Geoffrey Feiger Loses Free Speech Claim in Sixth Circuit

From How Appealing:

The U.S. Court of Appeals for the Sixth Circuit has today issued its ruling in Geoffrey Fieger v. Michigan Supreme Court: Today’s ruling begins:

After a panel of judges on the Michigan Court of Appeals reversed a $15 million judgment initially entered in favor of his client, and while the case was pending before the court, attorney Geoffrey Nels Fieger made vulgar comments about the judges on a radio show he hosted.

The majority on a divided three-judge panel reached the following holding:

We vacate the judgment of the district court and remand with instructions to dismiss the complaint for lack of jurisdiction. We hold that Fieger and Steinberg lack standing because they have failed to demonstrate actual present harm or a significant possibility of future harm based on a single, stipulated reprimand; they have not articulated, with any degree of specificity, their intended speech and conduct; and they have not sufficiently established a threat of future sanction under the narrow construction of the challenged provisions applied by the Michigan Supreme Court. For these same reasons, we also hold that the district court abused its discretion in entering declaratory relief.

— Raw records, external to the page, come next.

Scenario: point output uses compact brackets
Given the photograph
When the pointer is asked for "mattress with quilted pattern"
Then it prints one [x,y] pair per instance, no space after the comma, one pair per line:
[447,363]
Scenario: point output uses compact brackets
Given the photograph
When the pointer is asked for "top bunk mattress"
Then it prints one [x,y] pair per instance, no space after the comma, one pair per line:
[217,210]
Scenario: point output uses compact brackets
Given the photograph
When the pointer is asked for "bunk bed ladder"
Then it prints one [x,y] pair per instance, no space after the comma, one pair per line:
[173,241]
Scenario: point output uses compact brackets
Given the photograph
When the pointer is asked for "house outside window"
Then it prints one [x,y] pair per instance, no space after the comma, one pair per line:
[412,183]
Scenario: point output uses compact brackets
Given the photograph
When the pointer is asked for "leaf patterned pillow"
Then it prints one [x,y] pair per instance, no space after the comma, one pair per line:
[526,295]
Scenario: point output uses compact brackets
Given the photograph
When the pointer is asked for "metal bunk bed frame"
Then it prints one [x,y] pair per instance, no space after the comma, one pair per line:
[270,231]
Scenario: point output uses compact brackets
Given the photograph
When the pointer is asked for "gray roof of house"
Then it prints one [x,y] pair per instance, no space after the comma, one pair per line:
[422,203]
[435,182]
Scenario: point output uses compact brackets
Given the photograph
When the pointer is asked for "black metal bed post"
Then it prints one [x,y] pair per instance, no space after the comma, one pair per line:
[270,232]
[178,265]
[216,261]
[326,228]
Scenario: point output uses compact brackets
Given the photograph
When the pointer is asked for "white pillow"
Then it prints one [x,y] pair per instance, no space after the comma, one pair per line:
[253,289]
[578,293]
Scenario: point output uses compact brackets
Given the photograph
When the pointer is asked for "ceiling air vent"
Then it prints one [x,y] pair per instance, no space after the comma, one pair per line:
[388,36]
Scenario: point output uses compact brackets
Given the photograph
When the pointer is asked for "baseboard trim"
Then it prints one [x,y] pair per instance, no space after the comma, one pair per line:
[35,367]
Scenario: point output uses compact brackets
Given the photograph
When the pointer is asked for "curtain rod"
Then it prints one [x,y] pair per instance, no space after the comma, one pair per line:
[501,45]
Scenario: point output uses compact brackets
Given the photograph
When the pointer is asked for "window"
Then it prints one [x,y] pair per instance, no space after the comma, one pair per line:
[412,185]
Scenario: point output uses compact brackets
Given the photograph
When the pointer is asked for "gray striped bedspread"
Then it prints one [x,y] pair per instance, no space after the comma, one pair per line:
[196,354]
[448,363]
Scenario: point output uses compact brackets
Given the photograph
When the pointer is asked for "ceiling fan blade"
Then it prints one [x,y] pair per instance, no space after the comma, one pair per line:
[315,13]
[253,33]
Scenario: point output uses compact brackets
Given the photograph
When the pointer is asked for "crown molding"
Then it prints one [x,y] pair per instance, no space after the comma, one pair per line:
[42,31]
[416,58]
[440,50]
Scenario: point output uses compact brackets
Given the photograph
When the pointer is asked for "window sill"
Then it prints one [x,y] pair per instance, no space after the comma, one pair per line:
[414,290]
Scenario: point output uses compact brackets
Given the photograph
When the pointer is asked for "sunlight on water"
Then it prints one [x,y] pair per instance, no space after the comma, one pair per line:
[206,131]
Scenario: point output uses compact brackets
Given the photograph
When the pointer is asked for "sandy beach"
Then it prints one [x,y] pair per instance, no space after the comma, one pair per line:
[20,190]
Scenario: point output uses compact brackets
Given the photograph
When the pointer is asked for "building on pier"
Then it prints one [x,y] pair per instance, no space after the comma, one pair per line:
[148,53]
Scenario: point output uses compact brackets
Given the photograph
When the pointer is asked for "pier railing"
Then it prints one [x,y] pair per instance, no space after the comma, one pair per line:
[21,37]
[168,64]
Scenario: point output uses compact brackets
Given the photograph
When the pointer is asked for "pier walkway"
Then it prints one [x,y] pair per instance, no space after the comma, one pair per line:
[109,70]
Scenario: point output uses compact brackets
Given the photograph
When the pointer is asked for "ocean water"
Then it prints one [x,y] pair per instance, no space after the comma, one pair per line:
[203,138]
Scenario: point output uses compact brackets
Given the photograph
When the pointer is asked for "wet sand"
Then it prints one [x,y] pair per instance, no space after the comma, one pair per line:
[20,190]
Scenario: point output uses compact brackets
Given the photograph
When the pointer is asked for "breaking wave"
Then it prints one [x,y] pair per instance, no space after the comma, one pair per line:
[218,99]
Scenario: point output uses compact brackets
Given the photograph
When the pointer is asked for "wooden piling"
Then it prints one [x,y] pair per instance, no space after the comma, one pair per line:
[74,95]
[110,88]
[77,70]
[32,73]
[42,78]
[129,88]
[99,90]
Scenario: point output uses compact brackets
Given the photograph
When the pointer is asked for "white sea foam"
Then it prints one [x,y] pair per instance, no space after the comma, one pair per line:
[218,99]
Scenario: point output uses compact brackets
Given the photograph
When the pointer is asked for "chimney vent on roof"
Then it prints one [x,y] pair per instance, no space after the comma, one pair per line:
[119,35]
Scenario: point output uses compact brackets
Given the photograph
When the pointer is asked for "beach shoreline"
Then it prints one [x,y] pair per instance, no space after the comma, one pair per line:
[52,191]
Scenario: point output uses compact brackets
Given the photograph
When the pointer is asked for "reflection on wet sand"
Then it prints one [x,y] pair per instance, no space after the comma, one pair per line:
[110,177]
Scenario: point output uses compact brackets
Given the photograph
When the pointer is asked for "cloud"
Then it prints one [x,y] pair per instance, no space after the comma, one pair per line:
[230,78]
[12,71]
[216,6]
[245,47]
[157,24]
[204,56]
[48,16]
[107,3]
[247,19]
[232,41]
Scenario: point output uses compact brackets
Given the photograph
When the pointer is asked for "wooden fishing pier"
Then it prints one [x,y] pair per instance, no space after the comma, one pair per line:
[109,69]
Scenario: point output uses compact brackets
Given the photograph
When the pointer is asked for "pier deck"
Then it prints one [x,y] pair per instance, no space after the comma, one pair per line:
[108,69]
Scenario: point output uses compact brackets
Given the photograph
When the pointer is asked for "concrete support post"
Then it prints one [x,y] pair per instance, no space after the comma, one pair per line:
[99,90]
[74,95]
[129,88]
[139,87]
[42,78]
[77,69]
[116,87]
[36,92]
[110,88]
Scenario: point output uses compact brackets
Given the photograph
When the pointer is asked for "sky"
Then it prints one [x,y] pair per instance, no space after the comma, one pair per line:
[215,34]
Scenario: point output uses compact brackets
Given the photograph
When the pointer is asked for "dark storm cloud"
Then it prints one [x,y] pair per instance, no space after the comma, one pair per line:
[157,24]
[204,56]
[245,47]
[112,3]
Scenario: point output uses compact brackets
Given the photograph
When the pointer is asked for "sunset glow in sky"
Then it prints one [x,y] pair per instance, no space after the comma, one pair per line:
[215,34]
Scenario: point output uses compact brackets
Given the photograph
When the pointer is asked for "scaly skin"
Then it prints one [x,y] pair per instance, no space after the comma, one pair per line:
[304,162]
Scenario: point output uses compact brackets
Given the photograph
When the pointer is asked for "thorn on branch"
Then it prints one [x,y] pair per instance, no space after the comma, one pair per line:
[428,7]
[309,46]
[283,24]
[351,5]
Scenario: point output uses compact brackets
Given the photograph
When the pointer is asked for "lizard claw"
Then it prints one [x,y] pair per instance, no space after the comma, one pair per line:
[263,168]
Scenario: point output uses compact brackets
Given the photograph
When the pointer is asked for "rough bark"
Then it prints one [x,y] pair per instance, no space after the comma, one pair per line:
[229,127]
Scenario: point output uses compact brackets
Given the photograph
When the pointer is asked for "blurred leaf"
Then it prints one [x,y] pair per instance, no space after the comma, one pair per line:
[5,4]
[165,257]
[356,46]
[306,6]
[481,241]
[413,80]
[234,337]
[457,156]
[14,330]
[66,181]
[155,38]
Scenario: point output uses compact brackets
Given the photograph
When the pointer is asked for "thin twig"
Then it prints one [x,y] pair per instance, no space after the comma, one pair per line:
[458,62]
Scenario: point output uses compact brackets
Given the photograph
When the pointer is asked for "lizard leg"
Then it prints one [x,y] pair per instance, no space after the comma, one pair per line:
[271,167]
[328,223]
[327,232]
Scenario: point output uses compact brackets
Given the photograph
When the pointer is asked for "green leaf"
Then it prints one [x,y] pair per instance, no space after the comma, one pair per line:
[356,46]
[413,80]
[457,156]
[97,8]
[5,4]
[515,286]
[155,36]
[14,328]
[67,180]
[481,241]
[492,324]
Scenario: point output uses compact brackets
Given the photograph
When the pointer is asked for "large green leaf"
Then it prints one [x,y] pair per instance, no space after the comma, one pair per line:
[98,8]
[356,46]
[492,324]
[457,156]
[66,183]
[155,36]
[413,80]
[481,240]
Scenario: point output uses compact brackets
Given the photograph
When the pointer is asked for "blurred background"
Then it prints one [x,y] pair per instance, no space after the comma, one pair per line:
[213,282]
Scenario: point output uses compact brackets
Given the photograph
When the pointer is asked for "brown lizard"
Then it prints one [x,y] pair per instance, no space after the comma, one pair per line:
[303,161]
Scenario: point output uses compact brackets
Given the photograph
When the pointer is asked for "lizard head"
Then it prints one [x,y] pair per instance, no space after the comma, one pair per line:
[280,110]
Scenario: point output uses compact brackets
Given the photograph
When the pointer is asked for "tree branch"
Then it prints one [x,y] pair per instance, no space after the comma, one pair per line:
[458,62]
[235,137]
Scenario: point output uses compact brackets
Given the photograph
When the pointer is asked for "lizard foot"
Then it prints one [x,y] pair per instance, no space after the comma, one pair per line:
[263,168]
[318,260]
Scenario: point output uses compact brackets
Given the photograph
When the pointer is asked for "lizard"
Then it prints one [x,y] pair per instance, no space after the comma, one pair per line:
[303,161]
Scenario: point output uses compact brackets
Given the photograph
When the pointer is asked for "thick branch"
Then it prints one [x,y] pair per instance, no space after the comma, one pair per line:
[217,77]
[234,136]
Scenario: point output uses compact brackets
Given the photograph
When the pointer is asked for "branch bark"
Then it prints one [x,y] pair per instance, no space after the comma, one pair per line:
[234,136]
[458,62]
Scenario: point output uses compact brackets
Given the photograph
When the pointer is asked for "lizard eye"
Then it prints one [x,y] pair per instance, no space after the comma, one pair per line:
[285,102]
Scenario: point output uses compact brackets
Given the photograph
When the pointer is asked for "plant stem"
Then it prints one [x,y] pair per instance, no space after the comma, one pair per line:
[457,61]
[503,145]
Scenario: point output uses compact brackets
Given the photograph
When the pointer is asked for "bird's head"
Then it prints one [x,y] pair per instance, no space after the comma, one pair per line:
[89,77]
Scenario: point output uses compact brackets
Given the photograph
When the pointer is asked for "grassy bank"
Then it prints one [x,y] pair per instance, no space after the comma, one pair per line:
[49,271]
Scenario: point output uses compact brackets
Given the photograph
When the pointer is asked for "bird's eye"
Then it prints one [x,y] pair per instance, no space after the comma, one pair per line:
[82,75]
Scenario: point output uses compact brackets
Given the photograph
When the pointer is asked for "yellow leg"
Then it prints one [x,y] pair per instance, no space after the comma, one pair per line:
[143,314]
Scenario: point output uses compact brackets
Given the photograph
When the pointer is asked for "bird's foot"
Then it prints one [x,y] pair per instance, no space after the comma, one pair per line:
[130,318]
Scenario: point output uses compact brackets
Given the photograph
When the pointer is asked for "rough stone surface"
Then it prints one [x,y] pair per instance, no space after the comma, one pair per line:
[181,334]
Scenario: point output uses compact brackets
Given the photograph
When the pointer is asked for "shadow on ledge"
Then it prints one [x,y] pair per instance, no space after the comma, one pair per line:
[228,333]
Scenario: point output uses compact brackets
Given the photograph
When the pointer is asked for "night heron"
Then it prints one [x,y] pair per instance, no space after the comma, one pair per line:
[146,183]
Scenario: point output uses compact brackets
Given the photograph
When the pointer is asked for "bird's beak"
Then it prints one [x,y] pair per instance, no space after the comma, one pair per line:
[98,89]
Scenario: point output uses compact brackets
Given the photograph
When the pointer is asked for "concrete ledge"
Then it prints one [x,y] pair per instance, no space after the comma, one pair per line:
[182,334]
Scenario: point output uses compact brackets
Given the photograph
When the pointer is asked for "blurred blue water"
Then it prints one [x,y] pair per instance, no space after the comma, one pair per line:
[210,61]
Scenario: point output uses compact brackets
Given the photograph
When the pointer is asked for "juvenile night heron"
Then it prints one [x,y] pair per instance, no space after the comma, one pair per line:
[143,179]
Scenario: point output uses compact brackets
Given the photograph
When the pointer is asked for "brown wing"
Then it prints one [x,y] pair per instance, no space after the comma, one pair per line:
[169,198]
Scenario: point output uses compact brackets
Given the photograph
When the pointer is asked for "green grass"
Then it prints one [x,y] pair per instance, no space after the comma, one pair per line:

In the decision under review, the district court had ruled that the courtesy and civility provisions of the Michigan Rules of Professional Conduct violate the First and Fourteenth Amendments to the U.S. Constitution because the rules are overly broad and vague and enjoined their enforcement. Back on September 5, 2007, I had this post about the district court’s ruling that the Sixth Circuit has set aside today. Senior Circuit Judge Gilbert S. Merritt dissented from today’s ruling and would have held that Fieger had standing.